Health Data Management Policy Great Improvement Over DISHA Regulations: IAMAI

The Internet and Mobile Association of India [IAMAI], on behalf of its members, has welcomed the Health Data Management Policy by National Digital Health Mission (NDHM). Digitization of healthcare facilities is critical for the last mile delivery of such basic services and this announcement strengthens the vision of a vibrant Digital India. The association welcomes the Health Data Management Policy as it is an improvement over the earlier DISHA which was much restrictive in its outlook.


However, IAMAI also pointed out that the Health Data management Policy does not recognize the role played by intermediaries (especially digital intermediaries like healthtech service providers) who merely facilitate the digital transit of information exchange without actually engaging in the act of providing healthcare facilities. Such intermediaries may be the primary data collector (data fiduciary) but for all practical purposes the Data Processors (or the actual healthcare service provider) have a much greater role to play in processing of data in the healthcare sector. The liabilities and penalties for data breach must be levied accordingly.

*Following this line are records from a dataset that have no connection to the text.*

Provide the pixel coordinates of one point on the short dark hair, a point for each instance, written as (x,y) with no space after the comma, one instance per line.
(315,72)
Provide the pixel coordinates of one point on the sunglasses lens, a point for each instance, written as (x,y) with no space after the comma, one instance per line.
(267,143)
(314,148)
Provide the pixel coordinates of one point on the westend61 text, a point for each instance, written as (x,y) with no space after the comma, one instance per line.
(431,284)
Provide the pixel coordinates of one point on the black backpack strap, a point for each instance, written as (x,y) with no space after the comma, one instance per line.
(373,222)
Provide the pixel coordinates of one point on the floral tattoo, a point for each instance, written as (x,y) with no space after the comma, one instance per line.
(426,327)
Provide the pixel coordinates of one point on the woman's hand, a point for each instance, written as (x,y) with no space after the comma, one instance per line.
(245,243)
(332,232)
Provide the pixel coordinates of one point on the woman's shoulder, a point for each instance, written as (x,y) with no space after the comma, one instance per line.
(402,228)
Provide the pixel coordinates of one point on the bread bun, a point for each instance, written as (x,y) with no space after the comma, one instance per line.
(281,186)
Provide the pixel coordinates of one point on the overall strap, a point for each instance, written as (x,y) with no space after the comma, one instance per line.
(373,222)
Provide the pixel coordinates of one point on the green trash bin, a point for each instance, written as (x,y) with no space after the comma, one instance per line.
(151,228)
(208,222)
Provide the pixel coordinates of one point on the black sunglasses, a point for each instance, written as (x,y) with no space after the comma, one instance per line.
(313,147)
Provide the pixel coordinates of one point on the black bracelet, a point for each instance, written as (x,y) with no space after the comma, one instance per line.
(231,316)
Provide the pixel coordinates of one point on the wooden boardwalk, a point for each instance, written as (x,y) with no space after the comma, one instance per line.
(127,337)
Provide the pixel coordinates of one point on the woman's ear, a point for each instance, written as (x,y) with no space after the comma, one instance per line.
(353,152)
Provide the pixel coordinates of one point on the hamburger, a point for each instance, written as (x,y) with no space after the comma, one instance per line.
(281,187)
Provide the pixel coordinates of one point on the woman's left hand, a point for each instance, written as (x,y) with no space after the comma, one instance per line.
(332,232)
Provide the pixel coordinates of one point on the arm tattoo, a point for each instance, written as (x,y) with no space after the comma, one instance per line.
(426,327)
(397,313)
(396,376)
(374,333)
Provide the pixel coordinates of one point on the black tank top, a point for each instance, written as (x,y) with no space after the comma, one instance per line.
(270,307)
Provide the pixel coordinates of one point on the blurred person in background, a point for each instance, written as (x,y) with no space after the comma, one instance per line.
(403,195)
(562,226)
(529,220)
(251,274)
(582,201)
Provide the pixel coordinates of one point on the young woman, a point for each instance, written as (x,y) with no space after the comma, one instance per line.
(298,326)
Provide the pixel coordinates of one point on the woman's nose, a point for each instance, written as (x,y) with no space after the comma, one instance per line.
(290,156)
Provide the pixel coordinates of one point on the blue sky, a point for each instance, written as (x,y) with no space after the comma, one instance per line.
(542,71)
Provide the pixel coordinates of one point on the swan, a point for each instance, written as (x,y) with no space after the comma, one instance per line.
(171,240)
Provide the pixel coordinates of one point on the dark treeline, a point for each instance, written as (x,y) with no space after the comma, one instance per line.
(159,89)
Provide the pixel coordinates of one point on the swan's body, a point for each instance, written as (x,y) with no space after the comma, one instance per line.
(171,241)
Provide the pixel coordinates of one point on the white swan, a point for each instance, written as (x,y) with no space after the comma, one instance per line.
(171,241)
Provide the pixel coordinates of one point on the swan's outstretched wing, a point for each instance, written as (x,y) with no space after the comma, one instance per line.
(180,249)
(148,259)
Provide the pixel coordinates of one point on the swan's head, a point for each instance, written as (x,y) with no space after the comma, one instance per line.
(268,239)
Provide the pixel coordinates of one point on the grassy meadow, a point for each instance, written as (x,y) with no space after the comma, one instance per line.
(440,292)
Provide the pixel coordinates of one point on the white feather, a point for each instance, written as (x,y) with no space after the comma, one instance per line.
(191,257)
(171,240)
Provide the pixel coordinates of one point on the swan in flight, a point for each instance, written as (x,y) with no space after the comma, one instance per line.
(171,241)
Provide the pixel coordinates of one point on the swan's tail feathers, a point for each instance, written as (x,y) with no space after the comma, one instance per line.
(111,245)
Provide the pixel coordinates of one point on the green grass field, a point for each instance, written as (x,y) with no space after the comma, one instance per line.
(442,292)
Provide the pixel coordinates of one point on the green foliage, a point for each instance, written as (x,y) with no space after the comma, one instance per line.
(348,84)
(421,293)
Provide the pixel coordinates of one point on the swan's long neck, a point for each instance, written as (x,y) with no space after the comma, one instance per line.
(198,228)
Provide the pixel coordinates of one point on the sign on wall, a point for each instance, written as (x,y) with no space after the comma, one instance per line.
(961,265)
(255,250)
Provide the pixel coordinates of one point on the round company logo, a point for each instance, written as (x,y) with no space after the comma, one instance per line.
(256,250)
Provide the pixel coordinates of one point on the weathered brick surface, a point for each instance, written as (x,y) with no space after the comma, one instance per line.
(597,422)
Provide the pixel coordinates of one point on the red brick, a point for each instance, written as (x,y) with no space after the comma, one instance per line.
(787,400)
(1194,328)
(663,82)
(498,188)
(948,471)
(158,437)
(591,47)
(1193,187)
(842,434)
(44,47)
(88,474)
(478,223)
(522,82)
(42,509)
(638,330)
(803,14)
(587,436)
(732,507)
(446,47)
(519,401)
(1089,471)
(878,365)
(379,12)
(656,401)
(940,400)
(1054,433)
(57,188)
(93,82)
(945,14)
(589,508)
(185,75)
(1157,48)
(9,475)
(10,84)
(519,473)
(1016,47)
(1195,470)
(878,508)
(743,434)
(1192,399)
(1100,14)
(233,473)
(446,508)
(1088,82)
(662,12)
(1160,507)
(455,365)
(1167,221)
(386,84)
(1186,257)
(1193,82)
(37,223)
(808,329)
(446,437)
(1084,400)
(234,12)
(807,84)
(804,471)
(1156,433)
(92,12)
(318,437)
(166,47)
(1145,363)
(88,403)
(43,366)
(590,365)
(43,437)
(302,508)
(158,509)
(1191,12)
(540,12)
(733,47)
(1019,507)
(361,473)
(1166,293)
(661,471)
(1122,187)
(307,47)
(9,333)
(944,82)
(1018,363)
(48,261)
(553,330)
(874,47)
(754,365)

The association also highlighted the mirroring between the Personal Data protection Bill (PDP) that awaits clearance by the parliament and the Health Data Management Policy, especially as the latter replicates many of the definitions suggested in the PDP without explicitly aligning it with the PDP. This then gives rise to the risk of multiplicity of compliance for healthcare service providers, in case both PDP and Health Data Management Policy are adopted in parallel.

For instance, the PDP explicitly suggests certain extra measures for ‘significant data fiduciaries’ dealing with ‘sensitive data’ and most healthcare service providers would qualify as such given health data is recognized as sensitive data. There is no clarity as to whether the compliances suggested by the NDHM sufficiently satisfy those conditions, failing which healthcare service providers may face contradictory (and duplicate) compliance burdens. The duplication of the roles of the Data Protection Authority (DPA) under PDP and Data Protection Officers under NDHM (NDHM-DPO) give rise to similar concerns of duplication of regulatory Authority that may create more damage than good for this sector.

On the other hand, the PDP makes exceptions for processing of certain personal data without consent and recognizes medical or healthcare needs as such exceptional circumstances. Ironically, the NDHM is more rigid in its consent mechanism.According to IAMAI, Healthcare services often face emergency conditions where a protracted consent mechanism may delay critical services. The exceptions as recognized in PDP need to be replicated in the NDHM in greater details to allow for unfettered healthcare services for every data principal under duress or emergency.

While it is understood that the NDHM in its present form only suggests a digital architecture and skips on the implementation aspect of this vision,there are suggestions that the entire registration process (for both individuals and healthcare service providers) is completely voluntary and no one can be denied healthcare service (or prevented from offering such services) if they do not register. However, for the entire vision to be truly effective, a market driven incentive mechanism needs to be developed to encourage both individuals and service providers to register. Financial incentives for service providers and ease of access and usage for userscan be the best value propositions for the universal adoption of the NDHM.